The plan was introduced in September by the Centers for Medicare and Medicaid Services (CMS), and calls for a 25 percent reduction in antipsychotic drug use by the end of 2015. By the end of the following year, the federal agency hopes to increase that amount to 30 percent. The number of dementia patients taking drugs like Risperdal has already seen a 17 percent drop since 2012, when the CMS launched the National Partnership to Improve Dementia Care in Nursing Homes. Still though, officials say the program will need to be routinely monitored to ensure that nursing homes are adequately limiting Risperdal and other medications.
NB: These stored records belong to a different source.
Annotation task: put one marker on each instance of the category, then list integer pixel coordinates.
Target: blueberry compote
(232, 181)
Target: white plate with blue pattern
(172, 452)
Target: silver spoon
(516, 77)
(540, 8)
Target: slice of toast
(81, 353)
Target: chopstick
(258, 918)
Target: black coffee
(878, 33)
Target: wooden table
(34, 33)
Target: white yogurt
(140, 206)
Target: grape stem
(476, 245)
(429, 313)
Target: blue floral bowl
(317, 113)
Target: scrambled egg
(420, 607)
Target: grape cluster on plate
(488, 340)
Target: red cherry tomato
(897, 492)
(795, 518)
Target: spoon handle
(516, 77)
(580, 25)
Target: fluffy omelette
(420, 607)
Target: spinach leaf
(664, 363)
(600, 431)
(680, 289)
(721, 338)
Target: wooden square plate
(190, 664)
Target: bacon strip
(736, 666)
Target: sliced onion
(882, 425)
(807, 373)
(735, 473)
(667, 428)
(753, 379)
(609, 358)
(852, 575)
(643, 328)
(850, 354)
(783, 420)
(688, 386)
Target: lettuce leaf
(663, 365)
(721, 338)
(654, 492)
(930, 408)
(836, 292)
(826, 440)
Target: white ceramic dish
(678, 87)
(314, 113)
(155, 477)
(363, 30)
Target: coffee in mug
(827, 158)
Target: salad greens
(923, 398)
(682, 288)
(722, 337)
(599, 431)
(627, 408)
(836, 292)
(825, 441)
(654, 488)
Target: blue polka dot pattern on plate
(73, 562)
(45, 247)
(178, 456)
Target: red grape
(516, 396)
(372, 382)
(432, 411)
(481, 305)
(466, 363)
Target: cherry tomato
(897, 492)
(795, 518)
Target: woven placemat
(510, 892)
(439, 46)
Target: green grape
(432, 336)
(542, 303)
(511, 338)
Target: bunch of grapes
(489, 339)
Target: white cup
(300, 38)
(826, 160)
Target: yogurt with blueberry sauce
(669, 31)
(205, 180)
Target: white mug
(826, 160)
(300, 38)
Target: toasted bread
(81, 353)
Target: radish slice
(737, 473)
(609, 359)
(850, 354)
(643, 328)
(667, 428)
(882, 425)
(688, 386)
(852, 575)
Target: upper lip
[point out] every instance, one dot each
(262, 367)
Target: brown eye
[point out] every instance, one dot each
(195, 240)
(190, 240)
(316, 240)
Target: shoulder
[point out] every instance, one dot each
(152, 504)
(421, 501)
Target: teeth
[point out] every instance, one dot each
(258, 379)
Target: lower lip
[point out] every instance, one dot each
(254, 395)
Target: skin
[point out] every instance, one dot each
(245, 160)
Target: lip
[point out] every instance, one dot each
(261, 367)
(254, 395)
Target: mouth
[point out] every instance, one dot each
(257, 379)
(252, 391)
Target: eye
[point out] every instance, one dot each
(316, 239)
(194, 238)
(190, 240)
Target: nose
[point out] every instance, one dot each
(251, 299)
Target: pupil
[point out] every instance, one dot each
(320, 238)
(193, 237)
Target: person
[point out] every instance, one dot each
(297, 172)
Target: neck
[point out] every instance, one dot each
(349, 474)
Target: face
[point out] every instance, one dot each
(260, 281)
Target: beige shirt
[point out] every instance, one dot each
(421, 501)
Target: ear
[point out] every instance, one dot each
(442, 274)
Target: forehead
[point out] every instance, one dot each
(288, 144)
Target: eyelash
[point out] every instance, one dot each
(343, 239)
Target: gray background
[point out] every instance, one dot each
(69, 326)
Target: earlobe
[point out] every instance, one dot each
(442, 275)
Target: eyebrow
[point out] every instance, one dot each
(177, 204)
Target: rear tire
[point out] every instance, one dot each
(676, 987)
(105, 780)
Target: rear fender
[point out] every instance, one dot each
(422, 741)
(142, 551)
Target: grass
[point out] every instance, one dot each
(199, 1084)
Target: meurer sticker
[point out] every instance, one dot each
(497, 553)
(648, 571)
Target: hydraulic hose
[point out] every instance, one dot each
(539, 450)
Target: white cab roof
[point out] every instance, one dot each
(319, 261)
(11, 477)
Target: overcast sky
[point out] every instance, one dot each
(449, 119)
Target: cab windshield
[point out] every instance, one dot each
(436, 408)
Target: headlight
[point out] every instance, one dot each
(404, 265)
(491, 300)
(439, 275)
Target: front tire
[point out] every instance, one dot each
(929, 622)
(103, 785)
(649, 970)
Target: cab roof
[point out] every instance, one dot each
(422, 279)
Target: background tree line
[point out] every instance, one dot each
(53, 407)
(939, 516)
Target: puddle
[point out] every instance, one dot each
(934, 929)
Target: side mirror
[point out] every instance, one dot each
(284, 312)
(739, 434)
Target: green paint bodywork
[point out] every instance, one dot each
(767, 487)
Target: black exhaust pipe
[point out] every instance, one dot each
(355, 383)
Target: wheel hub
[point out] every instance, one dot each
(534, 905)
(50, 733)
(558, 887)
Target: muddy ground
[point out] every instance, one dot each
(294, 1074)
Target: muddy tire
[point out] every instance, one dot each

A public policy consultant for California Advocates for Nursing Home Reform addresses the issue in a recent article from ModernHealthCare.com. “Goal-setting is not going to get us to protecting all residents who are being given these drugs,” she says.
Representatives from this organization, as well as the Center for Medicare Advocacy, National Consumer Voice for Quality Long-Term Care and the Long Term Care Community Coalition, sent a letter to the CMS this summer that voiced similar reservations about its new plan. The groups could not get behind a proposal that “promotes paltry, numerical goals that many nursing homes ignore with impunity,” according to the letter.
For one reason, the goals would continue to allow nursing homes to prescribe antipsychotic medications to patients, which recent statistics show to be an ongoing problem. Nearly 150,000 Americans are inappropriately given antipsychotics each year, which adds up to some 1,800 deaths annually, the Alzheimer’s Association estimates. Risperdal lawsuit filings that allege side effects of that particular medication is also continuing to increase, especially for those who claim to have developed male breasts as a result of its use. Many of these claims are now pending in the Philadelphia Court of Common Pleas.
Though not specifically noted by Modern Health Care, thousands of dementia patients in the U.S. are likely taking Risperdal, a medication approved to treat schizophrenia in adults and adolescents, as well as bipolar disorder. Last year, the drug’s manufacturers, Johnson & Johnson and Janssen Pharmaceuticals, were charged by the federal government for promoting the drugs off-label to elderly patients and children, before it was cleared for pediatric uses in 2006. The companies paid more than $2.5 billion in November 2013 to drop the charges.